Adjusting the ping speed will not eliminate the problem you are having. If you have the structure scan for the HDS 8, you can turn the sonar off, and just run the downscan. Then you will be able to use the eagle unit and the 8 together. Otherwise, you will always get that cross-talk interference between the transducers.


----------



## crappiedude (Mar 12, 2006)

Kableguy said:


> I haven't tried it yet, so I'm not even sure what to expect. One unit is an old humminbird wideview, the other is an even older humminbird tcr-id1. I think the transducers are different frequencies, but not positive. I'll try it and see.


Yeah, it would be great if you would post a follow-up as to what you find. I'm always fascinated to see what works and what doesn't


----------



## Gottagofishn (Nov 18, 2009)

Does running them at different frequencies work? I have that capability but haven't tried it yet. I would like to keep the back transducer on to a) keep track of the depth back there (to stay on the break) and B) to be able to mark spots.

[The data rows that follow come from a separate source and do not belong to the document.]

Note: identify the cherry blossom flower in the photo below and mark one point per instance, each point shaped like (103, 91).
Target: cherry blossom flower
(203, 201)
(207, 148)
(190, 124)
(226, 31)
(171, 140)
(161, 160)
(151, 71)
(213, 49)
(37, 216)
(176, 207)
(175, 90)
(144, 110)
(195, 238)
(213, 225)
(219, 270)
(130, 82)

I did have a setup once upon a time with a flasher and a sonar and it was a great way to keep track of your . I really helped keep you from getting off track.


----------



## BassBlaster (Jun 8, 2006)

I'm curious to see what happens as well. I purchased 2 units this year that I still havnt installed yet. I got a Humminbird 385ci for the front of the boat and will be my main unit and I got a cheapo Lowrance X-4 for the rear of the boat that will mainly be used just for depth when motoring. I just figured I would only turn on one unit at a time but I guess it would be nice when I have a buddy fishing with me to have 2 units available.


----------



## EnonEye (Apr 13, 2011)

crappiedude said:


> Yeah, it would be great if you would post a follow-up as to what you find. I'm always fascinated to see what works and what doesn't


2c, I run a 2nd one off the front trolling motor with no troubles (US2). Great to have that reading in the front of the boat as well as the back.


----------



## Saugeyefisher (Jul 19, 2010)

Bassblaster where are ur transducers? If one is on tm and one at back then will be no problems. I have heard if you run both units with both transducers on the stern they will not interfear if they are on seperate frequencies. But yea some feedback on what works for you kableguys would be sweet. cause i dont like trandducer on my tm, the cord has busted several times from idiots twisting it around shaft of the trolling motor(LOL i did it once) when turning.

Bobby


----------